# flex liner installed...pics



## RAY_PA (Aug 4, 2008)

Well, I finally got around to getting this project going. I have 30'feet of flex liner, I'll only need around 27 +/-, so I bought the 25 foot insulation kit. Someone here posted a video from Chimney liner depot, on how to do the install.....that video is a MUST see...HUGE help. My wife and I unrolled the SS chimney and installed the insulation in less than 45 minutes with no trouble. I called 2 freinds to get up on the roof with me and the liner slid right down the 12x18" flue with NO trouble and rested on the damper area of the fire place. I could SQUEEZE the liner through the damper area, but it was very tight and put the SS liner at the front of the fireplace, it really needed to be in the back, to hook to the Summit insert nicley. So I get out the sawzall, after 2 minutes with this tool and the first broken blade, I head out to get a set of torches.....ahhhhh, much better. I cut out more of the damper area than I thought I would, but it made the SS liner fit in there very nice and should hook to the Summit with no trouble (we'll see, after the block off plate is ready and installed.
Thought I'd share a few pics .
http://www.hunt101.com/data/500/medium/100_1309.jpg

http://www.hunt101.com/data/500/medium/100_1312.jpg


----------



## RAY_PA (Aug 4, 2008)

http://www.hunt101.com/data/500/medium/100_1313.jpg

http://www.hunt101.com/data/500/medium/100_1314.jpg


----------



## Byron (Aug 4, 2008)

Thanks for posting!  I'll be doing the same thing in the near future and find myself encouraged by your results.


----------



## RAY_PA (Aug 4, 2008)

probably not, but it will be safer, easier to clean and makes me feel more comfortable with it in there, considering we will be burning 24/7


----------



## begreen (Aug 4, 2008)

Should draw great. However, the wood stove stack should terminate at least a foot above the furnace stack.


----------



## RAY_PA (Aug 4, 2008)

Thanks, BeGreen, I wasnt aware of that. as it sits now, nothing is secured 'permanant' so I can still do that without any problem. Sure glad you mentioned it.

thanks, Ray


----------



## myzamboni (Aug 4, 2008)

BeGreen said:
			
		

> Should draw great. However, the wood stove stack should terminate at least a foot above the furnace stack.

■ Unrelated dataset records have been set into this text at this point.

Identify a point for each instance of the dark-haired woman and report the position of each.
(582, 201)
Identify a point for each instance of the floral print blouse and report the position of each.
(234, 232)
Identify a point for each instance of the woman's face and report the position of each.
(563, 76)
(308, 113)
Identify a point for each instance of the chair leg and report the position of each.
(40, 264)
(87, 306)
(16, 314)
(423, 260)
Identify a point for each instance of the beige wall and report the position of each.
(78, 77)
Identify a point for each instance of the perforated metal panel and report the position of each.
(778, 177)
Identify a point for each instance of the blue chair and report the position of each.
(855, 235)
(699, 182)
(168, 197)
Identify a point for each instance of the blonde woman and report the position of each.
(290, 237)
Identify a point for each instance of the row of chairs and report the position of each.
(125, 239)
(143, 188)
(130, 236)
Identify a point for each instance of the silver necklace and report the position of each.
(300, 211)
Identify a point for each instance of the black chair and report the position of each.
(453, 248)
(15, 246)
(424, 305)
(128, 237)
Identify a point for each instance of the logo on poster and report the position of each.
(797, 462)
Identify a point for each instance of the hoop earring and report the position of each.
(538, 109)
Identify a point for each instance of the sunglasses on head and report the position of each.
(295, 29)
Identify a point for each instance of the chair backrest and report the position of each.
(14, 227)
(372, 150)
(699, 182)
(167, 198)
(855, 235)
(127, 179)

That's one thing BG has a knack for . . .answering my questions before I even get to ask them.


----------



## shredd_guy (Dec 2, 2008)

BeGreen said:
			
		

> Should draw great. However, the wood stove stack should terminate at least a foot above the furnace stack.



begreen does that apply to another firplace as well?  I have an upstairs and a downstairs


----------



## struggle (Dec 3, 2008)

shreddguy said:
			
		

> BeGreen said:
> 
> 
> 
> ...



While I cannot answer for BG I have a fireplace upstairs and a wood stove down stairs and this year I extended my fireplace chimney exit top 18" above the wood stove exit and while in the shoulder fire month I no longer get a down draft of smoke from the fireplace as in the past I would stinking up the basement.

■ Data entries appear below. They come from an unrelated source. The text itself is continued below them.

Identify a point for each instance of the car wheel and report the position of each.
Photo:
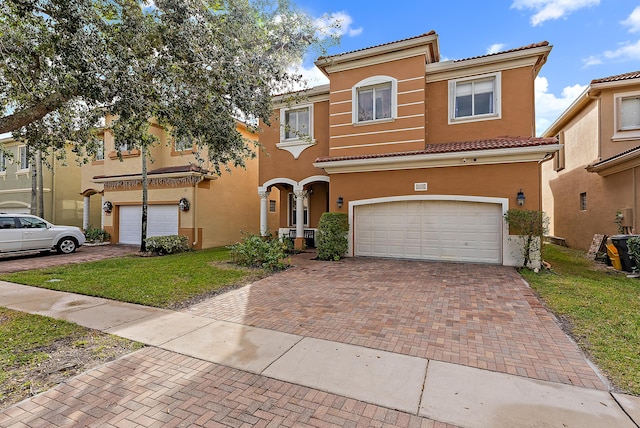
(67, 245)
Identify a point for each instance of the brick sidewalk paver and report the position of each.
(481, 316)
(35, 260)
(158, 388)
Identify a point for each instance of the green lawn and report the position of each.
(166, 281)
(602, 307)
(29, 342)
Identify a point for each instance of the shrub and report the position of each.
(530, 226)
(332, 242)
(633, 248)
(257, 251)
(96, 235)
(167, 244)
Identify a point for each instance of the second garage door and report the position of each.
(162, 220)
(430, 230)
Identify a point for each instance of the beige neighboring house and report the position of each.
(184, 198)
(423, 155)
(63, 203)
(597, 172)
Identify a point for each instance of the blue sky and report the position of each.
(591, 38)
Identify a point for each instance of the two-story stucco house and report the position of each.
(596, 174)
(425, 156)
(184, 196)
(63, 203)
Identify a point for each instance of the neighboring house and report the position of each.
(63, 203)
(425, 156)
(184, 196)
(596, 174)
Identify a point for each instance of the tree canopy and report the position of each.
(193, 66)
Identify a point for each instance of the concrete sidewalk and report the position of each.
(456, 394)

It would seem like a good idea and most likely is code to be that way for a gas appliance.


----------



## shredd_guy (Dec 3, 2008)

yea I think I should raise one of them up I have two fire places and my water heater all comming out the same place.  when I would burn conventionally i would get a little down draft on thru the water heater chim.  I will need to make sure my air make up pathway is free as well thanks for the tip.


----------